I glanced at it, then back up at her. “To what?”
“A Sneaker Ball,” she said, easing further into the room. “Celebrity one. Some football player is hosting it, which apparently means it’s a whole situation. Black tie, but everyone’s in sneakers. People care about both, from what I’ve been told.”
That got my attention.
“You’re giving a ticket to me?” I asked, reaching for the envelope now, feeling the weight of it before I even opened it.
She gave me a look that suggested I was already behind. “Two tickets for Saturday night. It’s a fully catered affair, there’s a celebrity DJ people are excited about, and something involving a sneaker archive installation that felt like it had your name on it.”

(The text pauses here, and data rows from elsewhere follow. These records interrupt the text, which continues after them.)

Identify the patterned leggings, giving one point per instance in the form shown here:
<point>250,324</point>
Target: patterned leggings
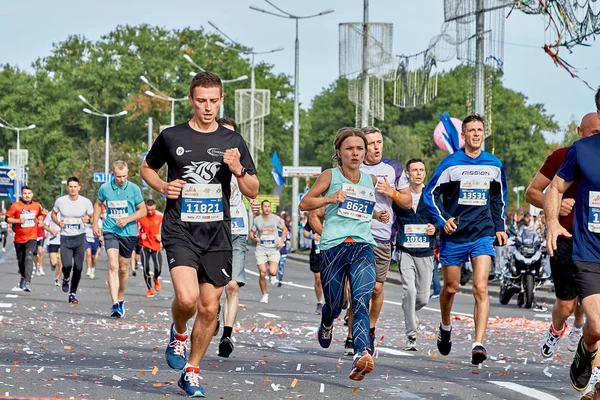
<point>355,261</point>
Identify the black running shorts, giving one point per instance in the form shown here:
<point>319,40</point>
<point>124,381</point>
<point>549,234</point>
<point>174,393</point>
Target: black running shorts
<point>214,267</point>
<point>563,270</point>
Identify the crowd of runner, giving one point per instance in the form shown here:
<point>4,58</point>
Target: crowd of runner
<point>358,214</point>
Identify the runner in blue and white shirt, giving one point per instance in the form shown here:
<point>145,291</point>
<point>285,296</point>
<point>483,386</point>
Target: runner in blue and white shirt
<point>467,195</point>
<point>392,187</point>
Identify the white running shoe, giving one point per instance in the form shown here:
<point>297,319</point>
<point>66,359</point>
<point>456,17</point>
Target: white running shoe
<point>588,394</point>
<point>549,343</point>
<point>574,336</point>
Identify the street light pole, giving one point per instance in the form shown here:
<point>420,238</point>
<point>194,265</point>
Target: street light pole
<point>296,132</point>
<point>6,125</point>
<point>98,113</point>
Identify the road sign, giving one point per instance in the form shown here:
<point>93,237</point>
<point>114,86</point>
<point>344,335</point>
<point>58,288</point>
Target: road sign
<point>301,171</point>
<point>100,177</point>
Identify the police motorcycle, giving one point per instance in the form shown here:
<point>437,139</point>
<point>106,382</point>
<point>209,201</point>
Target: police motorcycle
<point>523,272</point>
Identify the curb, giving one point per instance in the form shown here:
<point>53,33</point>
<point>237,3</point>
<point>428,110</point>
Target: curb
<point>542,295</point>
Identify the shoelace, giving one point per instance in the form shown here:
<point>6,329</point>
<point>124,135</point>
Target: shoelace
<point>178,346</point>
<point>193,378</point>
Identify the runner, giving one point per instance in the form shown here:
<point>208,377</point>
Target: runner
<point>38,254</point>
<point>3,229</point>
<point>23,215</point>
<point>75,211</point>
<point>53,247</point>
<point>348,196</point>
<point>264,233</point>
<point>316,217</point>
<point>392,187</point>
<point>124,206</point>
<point>196,234</point>
<point>92,247</point>
<point>416,238</point>
<point>580,165</point>
<point>561,265</point>
<point>150,242</point>
<point>239,238</point>
<point>472,184</point>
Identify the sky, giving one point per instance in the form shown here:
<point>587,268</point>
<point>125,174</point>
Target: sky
<point>29,28</point>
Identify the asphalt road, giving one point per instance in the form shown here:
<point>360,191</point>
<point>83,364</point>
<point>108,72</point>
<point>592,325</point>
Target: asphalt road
<point>49,348</point>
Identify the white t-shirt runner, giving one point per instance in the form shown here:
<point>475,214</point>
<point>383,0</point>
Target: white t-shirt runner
<point>239,214</point>
<point>71,213</point>
<point>393,171</point>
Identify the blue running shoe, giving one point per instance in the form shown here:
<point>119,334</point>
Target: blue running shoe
<point>190,382</point>
<point>176,350</point>
<point>325,335</point>
<point>115,312</point>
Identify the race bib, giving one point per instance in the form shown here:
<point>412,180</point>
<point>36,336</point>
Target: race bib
<point>29,219</point>
<point>267,240</point>
<point>238,222</point>
<point>359,203</point>
<point>201,202</point>
<point>594,212</point>
<point>72,225</point>
<point>117,209</point>
<point>474,192</point>
<point>415,236</point>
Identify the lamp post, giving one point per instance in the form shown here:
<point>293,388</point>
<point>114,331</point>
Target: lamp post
<point>518,190</point>
<point>8,126</point>
<point>162,96</point>
<point>296,134</point>
<point>223,81</point>
<point>98,113</point>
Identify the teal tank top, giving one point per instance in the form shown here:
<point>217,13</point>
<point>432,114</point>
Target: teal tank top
<point>339,227</point>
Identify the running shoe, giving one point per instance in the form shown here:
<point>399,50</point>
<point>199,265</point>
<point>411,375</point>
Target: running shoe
<point>176,349</point>
<point>478,355</point>
<point>444,343</point>
<point>549,342</point>
<point>581,367</point>
<point>190,382</point>
<point>325,335</point>
<point>362,365</point>
<point>225,347</point>
<point>573,338</point>
<point>411,344</point>
<point>115,312</point>
<point>591,389</point>
<point>216,332</point>
<point>349,347</point>
<point>65,285</point>
<point>371,347</point>
<point>319,309</point>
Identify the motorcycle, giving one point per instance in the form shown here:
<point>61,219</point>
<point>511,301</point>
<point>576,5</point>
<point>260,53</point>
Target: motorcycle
<point>523,272</point>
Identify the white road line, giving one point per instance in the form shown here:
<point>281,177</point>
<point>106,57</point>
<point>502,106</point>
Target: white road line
<point>393,352</point>
<point>533,393</point>
<point>269,315</point>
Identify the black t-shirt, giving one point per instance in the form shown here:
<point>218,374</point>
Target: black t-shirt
<point>308,228</point>
<point>197,158</point>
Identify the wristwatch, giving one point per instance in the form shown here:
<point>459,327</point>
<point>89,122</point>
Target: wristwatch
<point>241,174</point>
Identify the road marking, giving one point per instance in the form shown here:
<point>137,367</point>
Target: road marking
<point>269,315</point>
<point>533,393</point>
<point>393,352</point>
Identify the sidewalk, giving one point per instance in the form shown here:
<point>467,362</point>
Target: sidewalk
<point>543,295</point>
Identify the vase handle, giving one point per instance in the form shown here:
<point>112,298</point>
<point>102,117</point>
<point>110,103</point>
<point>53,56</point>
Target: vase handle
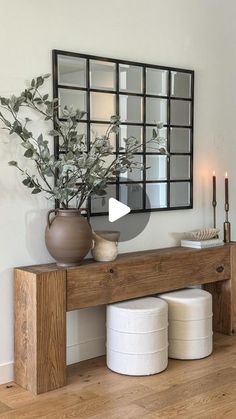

“Where did this come from?” I asked, turning it over in my hands.
“My husband’s colleague’s cousin,” she said, already halfway out of the doorway. “Which means it’s real enough.”
“That’s not how verification works.”
“It is where I’m from,” she said, and disappeared before I could follow up.
I opened the envelope once she was gone. Inside were, in fact, two tickets. I closed it again and sat there for a moment, the day now shifting slightly around me. My mother would have known exactly what to do with something like this. Not just what to wear, but how to arrive. How to leave an impression without ever appearing to try.
I picked up my phone before I could overthink it and stepped into the break room, closing the door behind me. The quiet in there gave me just enough space to feel the decision settle before I acted on it.
Deion picked up on the second ring.
“Hey,” he said, like I had caught him in the middle of something he didn’t mind setting aside. “You happened to catch me between classes. What’s up?”
“Don’t think too hard,” I said, leaning back against the counter, the envelope still in my hand. There was a brief pause on his end.
“That depends on what you’re about to ask.”
“I have two tickets to something on Saturday,” I said. “And I need you to say yes before you start making sense of it.”
The quiet stretched in a way that told me he was considering it fully instead of reacting to how I framed it.
“That’s not how I operate,” he said finally.
“I know,” I said. “I’m asking you to try something different this one time.”
Another pause, softer now.
“What kind of something?”
“It’s a Sneaker Ball,” I said, letting it come out in one thought instead of breaking it apart. “Black tie, but everybody shows up in their best sneakers. Athletes basically coming to show up and show out.”
“All right,” he said.
I smiled, pushing off the counter, already knowing he would. “You didn’t even ask where.”
“I’ll find out when we get there,” he said, easy.